Once at the soft play, there were two little girls (also four) playing together in the ball pit. Jamie is automatically familiar with people and joined in the game they were playing, which was fine for a time until they decided they didn't want to play with him. 'Let's get away from this boy,' one said. 'Yes, we don't want to play with him'. They scuttled off with Jamie in pursuit. 'Come on, Maia, the girls are going this way!' But Maia knows when people are being mean, and she sat and pouted in a defiant way. He continued pursuing them, trying to engage with them. I got him to come out and take a drink and the girls came out too to complain to their carer that he wouldn't leave them alone, that he pushed in front of them, that they didn't want to play with him. All four went back in, the girls openly mean, Jamie oblivious, Maia mostly impervious. Coming down the slide, one of the girls pinched Maia's back and at the bottom she stood in front of the girl, said 'No!' and pushed her in the chest. I know I shouldn't be proud of this, but I was. And I don't worry about her, she can take care of herself. Steven says it's better that Jamie doesn't realise when people are mean to him, that it won't hurt him if he doesn't know, but I'm not sure.

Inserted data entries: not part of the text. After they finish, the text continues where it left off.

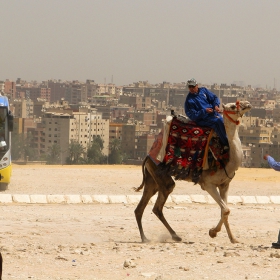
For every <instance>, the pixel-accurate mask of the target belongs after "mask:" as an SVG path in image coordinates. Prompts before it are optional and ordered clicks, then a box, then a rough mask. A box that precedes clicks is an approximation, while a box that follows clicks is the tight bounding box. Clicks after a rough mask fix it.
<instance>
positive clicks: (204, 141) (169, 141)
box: [149, 117, 229, 183]
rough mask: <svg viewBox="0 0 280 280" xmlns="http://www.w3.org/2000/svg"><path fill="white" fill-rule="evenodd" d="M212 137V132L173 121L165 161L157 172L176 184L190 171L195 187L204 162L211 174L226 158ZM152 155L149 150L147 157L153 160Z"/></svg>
mask: <svg viewBox="0 0 280 280" xmlns="http://www.w3.org/2000/svg"><path fill="white" fill-rule="evenodd" d="M212 134H213V130H212V129H211V128H209V127H198V126H197V125H196V124H195V123H194V122H188V123H185V122H182V121H180V120H179V119H177V118H176V117H173V120H172V123H171V125H170V131H169V136H168V143H167V145H166V149H165V151H166V153H165V157H164V160H163V162H161V163H159V164H158V166H159V167H160V168H159V172H160V173H162V172H164V173H168V174H169V175H170V176H174V177H175V180H180V179H185V178H187V177H188V176H189V174H190V171H192V177H193V178H192V179H193V182H195V183H197V181H198V179H199V176H200V174H201V173H202V170H203V167H204V164H205V163H206V160H207V159H208V165H209V169H210V170H211V172H212V173H213V174H214V173H215V172H216V171H217V170H218V169H219V168H223V166H225V164H226V162H227V161H228V158H229V154H228V151H224V147H223V146H222V145H221V143H220V140H219V137H212ZM161 138H162V135H161ZM155 143H158V140H156V141H155ZM154 146H155V145H153V147H154ZM153 154H154V150H153V149H151V151H150V153H149V156H150V157H151V158H152V159H154V158H155V157H153V156H152V155H153ZM154 162H156V161H155V160H154ZM156 163H157V162H156Z"/></svg>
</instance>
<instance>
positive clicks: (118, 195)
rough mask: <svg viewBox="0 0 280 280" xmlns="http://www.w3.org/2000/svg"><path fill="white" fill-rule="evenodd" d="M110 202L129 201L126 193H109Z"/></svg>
mask: <svg viewBox="0 0 280 280" xmlns="http://www.w3.org/2000/svg"><path fill="white" fill-rule="evenodd" d="M109 201H110V203H127V199H126V196H125V195H109Z"/></svg>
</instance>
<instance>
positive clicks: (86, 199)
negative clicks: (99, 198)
mask: <svg viewBox="0 0 280 280" xmlns="http://www.w3.org/2000/svg"><path fill="white" fill-rule="evenodd" d="M81 199H82V202H83V203H92V197H91V196H90V195H88V194H82V195H81Z"/></svg>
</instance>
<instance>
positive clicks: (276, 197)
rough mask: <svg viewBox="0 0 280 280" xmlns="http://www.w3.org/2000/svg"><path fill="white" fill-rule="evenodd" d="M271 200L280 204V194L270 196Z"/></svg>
mask: <svg viewBox="0 0 280 280" xmlns="http://www.w3.org/2000/svg"><path fill="white" fill-rule="evenodd" d="M270 200H271V202H272V203H274V204H280V196H270Z"/></svg>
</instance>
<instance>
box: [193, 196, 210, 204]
mask: <svg viewBox="0 0 280 280" xmlns="http://www.w3.org/2000/svg"><path fill="white" fill-rule="evenodd" d="M191 200H192V202H194V203H207V200H206V196H205V195H202V194H191Z"/></svg>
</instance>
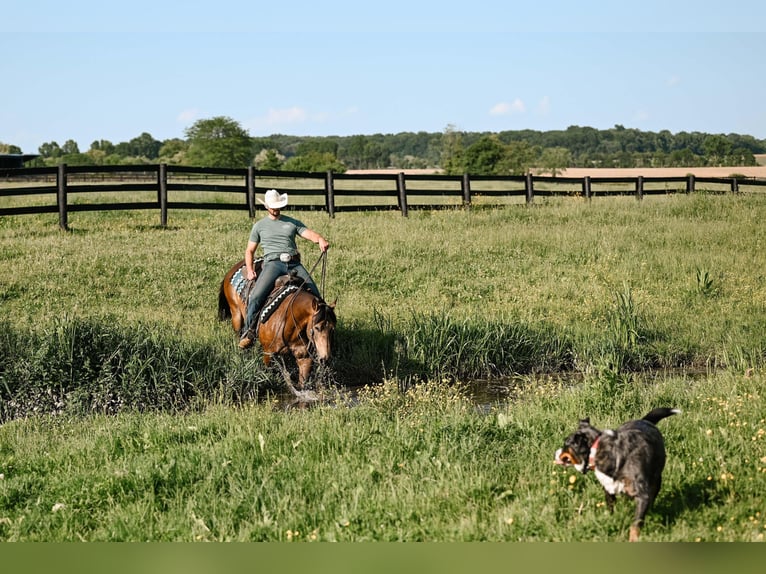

I told Steven how much I worry about him. Steven says that he heard on the radio about how all the most important stuff in child development happens in the first three years and maybe we just didn't do a good enough job. I almost got out of the car because this upsets me so much, not only because those first three years were spent with me, but because I've read those studies too. I remember just after his third birthday crying so hard to my therapist that those precious three years were over and I'd got it so wrong, that the damage was done and I screwed up an actual person, forever. That he'll struggle in life because I didn't do a good enough job. Late at night I hear him pad down the hall and climb into bed next to me. He curls around my head, he strokes my hair, he holds on to my ear and breathes into my neck likes he wishes he can become part of me again. I kind of wish it too.